11 Aralık 1918 yılında Kislovodsk şehrinde doğdu. Rostov Üniversitesinde matematik ve fizik öğrenimi gördü. Matematik bölümünden mezun oldu. Matematik öğrenimi sırasında Moskova Devlet Üniversitesinde edebiyat dersleri aldı. Üniversiteden Almanya ve Rusya arasındaki savaş başlamadan mezun olduğundan Kızıl Ordu’da bir topçu birliğinde üç yıl görev yaptı ve yüzbaşı rütbesine kadar yükseldi. II.Dünya Savaşı’nda topçu yüzbaşı olarak cephede savaştı. Orduda görevli iken bir mektubunda Stalin’i eleştirdiği için 9 Şubat 1945’te tutuklandı. 1953 yılına dek hayatını çeşitli hapishane ve ağır çalışma kamplarında geçirmeye mahkûm edildi. 1952’de kansere yakalandı. Taşkent’te bir hastanede tedavi gördü ve iyileşti.

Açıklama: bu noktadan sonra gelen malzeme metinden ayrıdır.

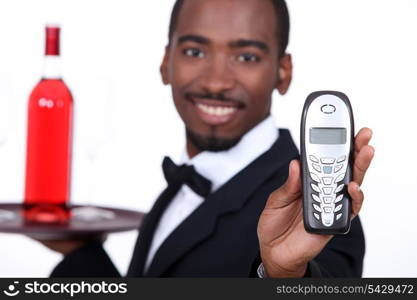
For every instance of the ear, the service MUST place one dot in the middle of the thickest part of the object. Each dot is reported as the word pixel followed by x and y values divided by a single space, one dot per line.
pixel 164 67
pixel 284 73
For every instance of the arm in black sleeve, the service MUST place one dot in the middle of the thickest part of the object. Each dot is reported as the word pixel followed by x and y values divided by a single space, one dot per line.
pixel 91 260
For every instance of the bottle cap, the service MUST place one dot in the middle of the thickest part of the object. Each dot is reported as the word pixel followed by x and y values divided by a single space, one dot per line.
pixel 52 40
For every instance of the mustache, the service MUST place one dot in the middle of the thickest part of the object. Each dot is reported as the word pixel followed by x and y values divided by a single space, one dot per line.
pixel 214 96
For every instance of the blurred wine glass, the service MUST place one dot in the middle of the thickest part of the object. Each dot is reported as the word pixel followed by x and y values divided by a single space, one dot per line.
pixel 94 107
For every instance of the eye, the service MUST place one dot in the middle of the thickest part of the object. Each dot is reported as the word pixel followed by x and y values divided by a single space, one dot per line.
pixel 248 57
pixel 193 52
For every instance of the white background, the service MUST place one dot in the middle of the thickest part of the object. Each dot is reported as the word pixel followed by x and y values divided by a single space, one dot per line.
pixel 366 48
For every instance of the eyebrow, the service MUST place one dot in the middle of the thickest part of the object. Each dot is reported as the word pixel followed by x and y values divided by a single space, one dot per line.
pixel 193 38
pixel 241 43
pixel 250 43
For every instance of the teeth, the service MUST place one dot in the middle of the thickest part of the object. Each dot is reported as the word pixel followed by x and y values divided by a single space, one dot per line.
pixel 216 111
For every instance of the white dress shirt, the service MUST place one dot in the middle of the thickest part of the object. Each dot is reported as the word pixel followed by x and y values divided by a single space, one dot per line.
pixel 218 167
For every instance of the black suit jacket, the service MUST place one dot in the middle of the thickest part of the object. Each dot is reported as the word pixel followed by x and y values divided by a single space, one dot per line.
pixel 219 238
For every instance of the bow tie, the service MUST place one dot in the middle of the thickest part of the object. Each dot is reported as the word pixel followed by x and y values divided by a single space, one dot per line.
pixel 184 174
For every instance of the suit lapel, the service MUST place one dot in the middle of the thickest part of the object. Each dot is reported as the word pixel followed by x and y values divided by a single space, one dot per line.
pixel 229 198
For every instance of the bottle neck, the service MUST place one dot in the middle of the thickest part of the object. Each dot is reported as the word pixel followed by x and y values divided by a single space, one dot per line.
pixel 52 67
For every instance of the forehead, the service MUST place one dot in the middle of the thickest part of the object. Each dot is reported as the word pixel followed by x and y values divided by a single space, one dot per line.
pixel 226 20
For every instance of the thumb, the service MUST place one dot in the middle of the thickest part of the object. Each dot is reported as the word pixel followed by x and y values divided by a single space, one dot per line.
pixel 290 191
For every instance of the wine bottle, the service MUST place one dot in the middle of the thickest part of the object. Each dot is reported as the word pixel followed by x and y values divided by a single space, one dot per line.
pixel 49 140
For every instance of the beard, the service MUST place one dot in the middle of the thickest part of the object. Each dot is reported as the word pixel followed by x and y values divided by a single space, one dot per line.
pixel 211 143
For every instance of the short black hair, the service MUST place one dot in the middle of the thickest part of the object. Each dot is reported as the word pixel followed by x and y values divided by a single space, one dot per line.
pixel 283 21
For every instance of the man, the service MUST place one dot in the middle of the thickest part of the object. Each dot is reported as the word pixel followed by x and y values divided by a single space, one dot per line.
pixel 223 61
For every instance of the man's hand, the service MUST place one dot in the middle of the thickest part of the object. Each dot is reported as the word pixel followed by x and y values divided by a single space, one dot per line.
pixel 286 248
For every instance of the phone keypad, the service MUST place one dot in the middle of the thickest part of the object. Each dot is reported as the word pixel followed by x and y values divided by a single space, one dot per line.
pixel 327 172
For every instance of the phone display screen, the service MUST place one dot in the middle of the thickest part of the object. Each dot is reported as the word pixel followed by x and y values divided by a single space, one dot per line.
pixel 328 136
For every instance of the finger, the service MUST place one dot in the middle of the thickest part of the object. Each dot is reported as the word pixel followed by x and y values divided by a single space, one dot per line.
pixel 362 162
pixel 288 192
pixel 357 197
pixel 362 138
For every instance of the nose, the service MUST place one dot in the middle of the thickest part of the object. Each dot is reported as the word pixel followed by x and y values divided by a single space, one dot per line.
pixel 218 76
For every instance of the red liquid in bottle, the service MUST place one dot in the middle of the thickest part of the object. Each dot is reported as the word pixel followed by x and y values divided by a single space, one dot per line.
pixel 49 145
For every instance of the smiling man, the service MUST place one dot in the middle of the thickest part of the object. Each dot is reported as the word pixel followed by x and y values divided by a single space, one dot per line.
pixel 223 61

Kruşçev döneminde çalışma kamplarında ıslah edildiği kabul edilerek 1956’da Sibirya’dan Orta Rusya bölgesine dönmesine izin verildi. Kendi doğum yerine yakın olan Ryazan şehrine yerleşerek matematik ve fizik öğretmenliği yaptı. Bu arada da anılarından yola çıkarak romanları üzerinde çalışmalar yaptı. İlk eseri olan Ivan Denisoviç’in Bir Günü adlı romanını yayınladı. 1966’dan sonra ise Sovyetler Birliği’nde eserlerinin yayımlanması yasaklandı. 1967’de Sovyet Yazarlar Birliğine sansürün kaldırılmasını, yazdıklarından dolayı mahkûm edilen yazarların serbest bırakılmasını, KGB’nin el koyduğu kendine ait belge ve yazıların iadesini talep eden bir mektup yazdı. Rus edebiyat geleneklerinden taviz vermeden, kendi hayatını tehlikeye atarak sistemin yanlışlığını edebiyat ile eleştirerek yazdığı eserlerinin yayımlanmasından sonra “Rus edebiyatının klasik değerlerine bağlılığından ve dünya edebiyatına katkılarından dolayı” 1970’de Nobel Edebiyat Ödülünü kazandı. 1970’te Nobel Edebiyat Ödülü’nü kazandığında ülkesine tekrar kabul edilmeyeceği endişesi ile ödülü almak için Stockholm’e gitmedi. Soljenitsin’in eserlerinin ülkesinde basılmasına izin verilmediği için sadece İvan Denisoviç’in Bir Günü adlı eseri 1964’te SSCB’nin resmî edebiyat dergisi olan Novy Mir (Yeni Dünya)’de yayımlandı. 1972’de sürgüne gönderildi.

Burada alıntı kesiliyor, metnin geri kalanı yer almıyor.